Simon Matter wrote:
On 30/10/2018 06:46, Simon Matter wrote:
On 10/29/18 1:55 AM, Simon Matter wrote:
To me it seems like, if they are smart, they will try to push IBM POWER and RedHat Linux together to establish real competition in the hardware market again (and of course don't forget to keep Fedora/CentOS alive)!
Er, RHEL has been running on Power for a very long time. The fastest supercomputer in the world is Power9 + RHEL.
What I meant is that POWER could become a competitor for Intel/AMD based servers. We're now running AMD EPYC servers with 64Cores/128Threads and we didn't find any POWER system which could compete in this area.

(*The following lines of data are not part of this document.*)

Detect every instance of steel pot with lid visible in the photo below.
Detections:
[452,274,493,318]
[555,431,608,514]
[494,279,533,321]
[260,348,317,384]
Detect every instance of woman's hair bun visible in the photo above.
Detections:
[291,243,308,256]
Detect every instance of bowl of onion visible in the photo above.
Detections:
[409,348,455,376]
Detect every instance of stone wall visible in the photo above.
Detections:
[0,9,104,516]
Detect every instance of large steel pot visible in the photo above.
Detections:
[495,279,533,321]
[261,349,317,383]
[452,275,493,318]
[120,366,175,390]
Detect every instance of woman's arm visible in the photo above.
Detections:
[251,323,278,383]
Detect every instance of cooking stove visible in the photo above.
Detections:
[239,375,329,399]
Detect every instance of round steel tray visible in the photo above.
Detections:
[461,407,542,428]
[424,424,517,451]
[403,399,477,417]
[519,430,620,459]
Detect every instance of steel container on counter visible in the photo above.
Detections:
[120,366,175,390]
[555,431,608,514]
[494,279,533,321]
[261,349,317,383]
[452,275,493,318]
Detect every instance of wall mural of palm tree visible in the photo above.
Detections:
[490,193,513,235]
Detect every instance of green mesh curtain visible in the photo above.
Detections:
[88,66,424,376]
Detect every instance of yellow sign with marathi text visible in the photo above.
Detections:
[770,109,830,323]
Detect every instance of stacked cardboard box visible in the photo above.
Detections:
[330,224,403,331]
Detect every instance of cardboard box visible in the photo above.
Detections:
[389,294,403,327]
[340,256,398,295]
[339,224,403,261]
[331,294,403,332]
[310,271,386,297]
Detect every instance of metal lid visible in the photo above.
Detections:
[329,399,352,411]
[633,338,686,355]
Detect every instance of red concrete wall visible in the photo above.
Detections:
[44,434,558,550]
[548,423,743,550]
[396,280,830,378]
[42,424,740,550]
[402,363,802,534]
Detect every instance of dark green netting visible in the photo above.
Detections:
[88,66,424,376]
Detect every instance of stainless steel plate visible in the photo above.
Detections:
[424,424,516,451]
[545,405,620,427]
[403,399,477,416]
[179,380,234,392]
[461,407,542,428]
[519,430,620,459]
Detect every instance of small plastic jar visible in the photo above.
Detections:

As a matter of interest, did you look at IBM's own Power Systems (IBM System i, AS/400, System p, as was)? They promote some of these models as having very powerful processing capabilities but I wonder how they compare in practice with Epyc or Xeon systems.
I always had the impression that those IBM systems were priced in a different range from what we were interested in. And I know that I didn't find any price listed online when looking for POWER servers from IBM last time - and I know what that means :-)
If they came back now with something like their deprecated X86 servers (Netfinity, System x) but on POWER, that could be interesting.
Um, yep. The AS/400/system 1/whatever is not a small system. It's what used to be called a mid-frame, not a micro. It's money.
Back around '94, I worked at a small software house that had it's own DOS/VSR/SP mini-mainrame: Looked like a *very* large tower case... and cost $192k. I wouldn't expect a system 1, if that's the current name, to be under $100k or $200k, minimum.